Print revenue, which has suffered during lockdown, dropped 10.4% and print circulation fell 7.9%.
Overall, it led to a 3.1% drop in overall revenue.
This means that Reach now believes it will make an operating profit which is slightly ahead of the £137.1 million that analysts are expecting on average.
Like many industries, those that rely on selling newspapers have struggled in the past year.
Last year, Reach announced plans to cut costs which saw 550 people lose their jobs.
“We have had a positive start to the year and are seeing the benefits of last year’s transformation programme,” chief executive Jim Mullen said.
“With digital now accounting for more of our advertising revenues than print and growing strongly, we are well-placed to make further progress during 2021.”

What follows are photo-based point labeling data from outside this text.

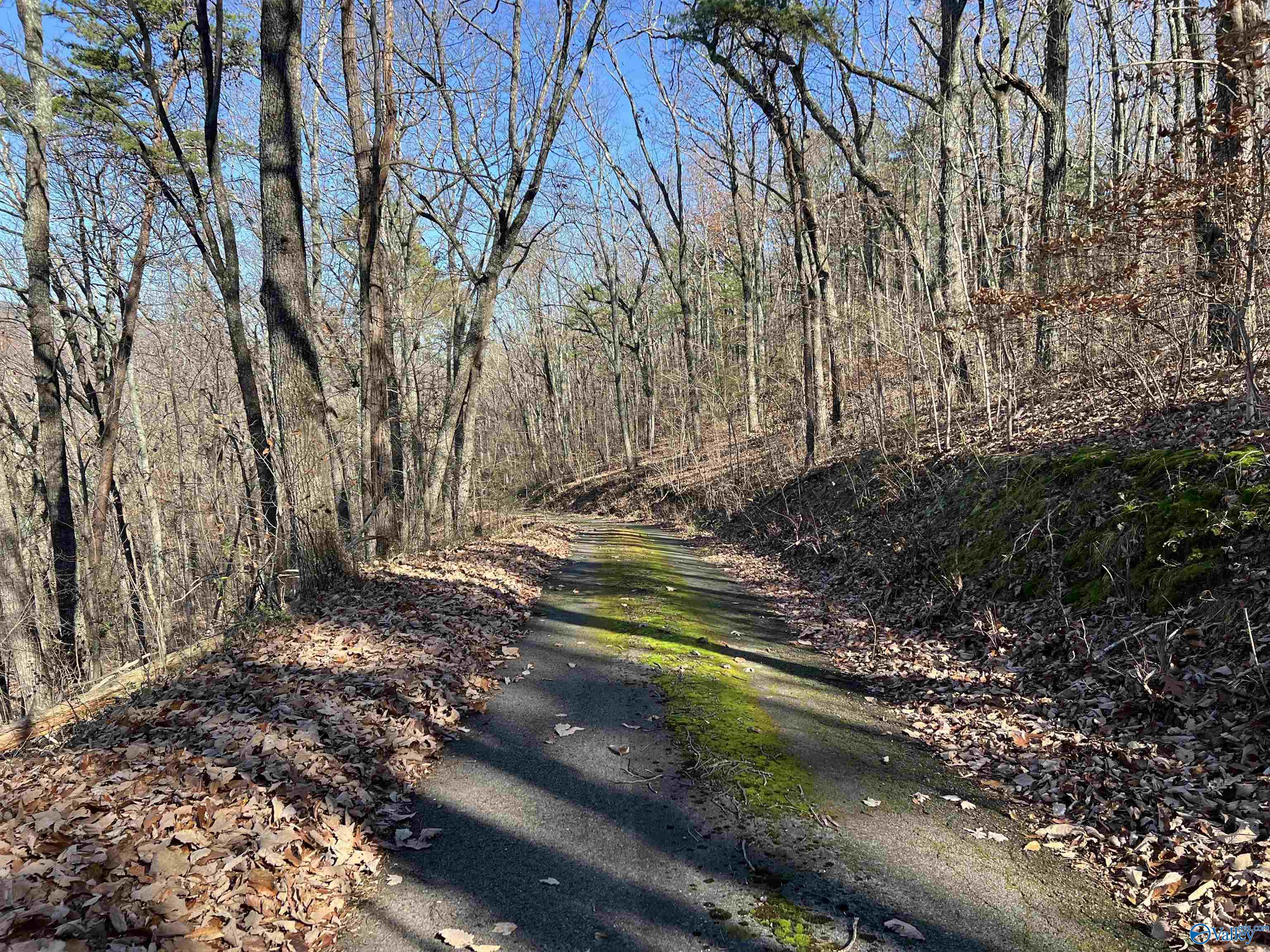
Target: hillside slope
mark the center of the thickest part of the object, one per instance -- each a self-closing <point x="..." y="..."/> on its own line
<point x="1080" y="620"/>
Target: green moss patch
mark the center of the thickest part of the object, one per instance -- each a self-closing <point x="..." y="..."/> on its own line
<point x="711" y="705"/>
<point x="1156" y="528"/>
<point x="792" y="924"/>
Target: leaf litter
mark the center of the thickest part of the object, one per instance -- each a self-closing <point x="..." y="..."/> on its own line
<point x="241" y="805"/>
<point x="1172" y="782"/>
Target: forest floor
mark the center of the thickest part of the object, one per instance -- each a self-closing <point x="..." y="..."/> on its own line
<point x="247" y="801"/>
<point x="671" y="774"/>
<point x="1076" y="620"/>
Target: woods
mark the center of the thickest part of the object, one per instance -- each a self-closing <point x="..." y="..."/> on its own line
<point x="293" y="290"/>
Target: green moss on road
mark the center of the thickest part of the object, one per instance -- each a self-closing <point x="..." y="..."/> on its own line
<point x="711" y="705"/>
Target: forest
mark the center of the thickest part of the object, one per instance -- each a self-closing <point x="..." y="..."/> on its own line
<point x="298" y="293"/>
<point x="295" y="295"/>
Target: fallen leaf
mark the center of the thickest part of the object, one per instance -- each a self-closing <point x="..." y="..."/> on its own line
<point x="456" y="938"/>
<point x="1057" y="831"/>
<point x="901" y="928"/>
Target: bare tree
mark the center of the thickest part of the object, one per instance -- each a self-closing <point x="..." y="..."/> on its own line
<point x="313" y="475"/>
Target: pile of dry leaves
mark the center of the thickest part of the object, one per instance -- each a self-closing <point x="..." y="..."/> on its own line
<point x="1169" y="796"/>
<point x="239" y="805"/>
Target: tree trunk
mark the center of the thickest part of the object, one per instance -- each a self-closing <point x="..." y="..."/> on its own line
<point x="1058" y="14"/>
<point x="53" y="478"/>
<point x="18" y="614"/>
<point x="312" y="474"/>
<point x="228" y="274"/>
<point x="371" y="157"/>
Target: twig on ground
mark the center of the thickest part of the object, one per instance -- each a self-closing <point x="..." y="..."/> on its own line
<point x="855" y="935"/>
<point x="1256" y="664"/>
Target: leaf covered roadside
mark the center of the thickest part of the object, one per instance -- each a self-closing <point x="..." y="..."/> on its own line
<point x="239" y="805"/>
<point x="1167" y="796"/>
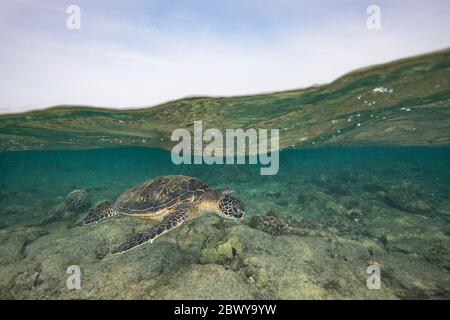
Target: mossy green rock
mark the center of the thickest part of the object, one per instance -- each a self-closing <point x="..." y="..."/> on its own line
<point x="253" y="261"/>
<point x="262" y="279"/>
<point x="235" y="244"/>
<point x="209" y="255"/>
<point x="226" y="249"/>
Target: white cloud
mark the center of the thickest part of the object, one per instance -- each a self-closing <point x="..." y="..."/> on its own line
<point x="122" y="63"/>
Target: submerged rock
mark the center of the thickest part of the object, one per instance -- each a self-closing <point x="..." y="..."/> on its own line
<point x="209" y="255"/>
<point x="408" y="196"/>
<point x="271" y="223"/>
<point x="78" y="201"/>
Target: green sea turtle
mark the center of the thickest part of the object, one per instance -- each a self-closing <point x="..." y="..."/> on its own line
<point x="170" y="200"/>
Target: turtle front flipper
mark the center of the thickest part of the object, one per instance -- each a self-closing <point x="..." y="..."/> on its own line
<point x="175" y="219"/>
<point x="102" y="211"/>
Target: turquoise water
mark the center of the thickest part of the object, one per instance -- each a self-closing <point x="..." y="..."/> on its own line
<point x="332" y="213"/>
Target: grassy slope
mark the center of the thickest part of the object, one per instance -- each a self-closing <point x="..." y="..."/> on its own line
<point x="315" y="116"/>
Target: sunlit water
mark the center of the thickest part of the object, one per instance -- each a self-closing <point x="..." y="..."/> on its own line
<point x="344" y="203"/>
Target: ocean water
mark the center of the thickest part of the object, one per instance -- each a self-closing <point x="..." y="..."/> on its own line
<point x="315" y="230"/>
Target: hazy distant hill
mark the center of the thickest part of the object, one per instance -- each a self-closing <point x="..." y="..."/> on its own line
<point x="404" y="102"/>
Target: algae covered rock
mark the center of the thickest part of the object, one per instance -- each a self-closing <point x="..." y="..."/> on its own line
<point x="78" y="201"/>
<point x="262" y="278"/>
<point x="271" y="223"/>
<point x="230" y="248"/>
<point x="209" y="255"/>
<point x="408" y="196"/>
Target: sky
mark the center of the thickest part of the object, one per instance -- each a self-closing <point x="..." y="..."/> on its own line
<point x="134" y="53"/>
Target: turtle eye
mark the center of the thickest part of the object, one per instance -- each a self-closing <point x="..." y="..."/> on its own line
<point x="232" y="207"/>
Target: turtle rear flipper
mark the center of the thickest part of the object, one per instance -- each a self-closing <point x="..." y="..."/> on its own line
<point x="102" y="211"/>
<point x="175" y="219"/>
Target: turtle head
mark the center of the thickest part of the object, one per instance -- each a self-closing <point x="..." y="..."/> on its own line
<point x="231" y="207"/>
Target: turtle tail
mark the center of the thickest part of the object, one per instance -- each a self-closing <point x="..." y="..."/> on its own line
<point x="103" y="211"/>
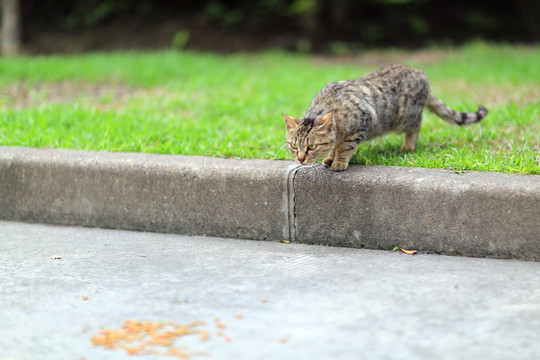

Digital revenue had been on the up for a long time, and compared to two years ago it had increased by more than 41%. This was similar to the nearly 40% two-year growth seen in the second part of last year.
On a two-year basis, print revenue had dropped around 24%, Reach said.
Reach publishes dozens of newspapers and other publications across the country, including the Daily Star, the Scottish Daily Record and OK! Magazine. It also runs many local newspapers.
Mr Mullen said: “We have a strong balance sheet and are now increasing investment to accelerate delivery of the Customer Value Strategy, focusing on the use of enhanced customer insight to drive engagement and support our medium-term objective of doubling digital revenues.”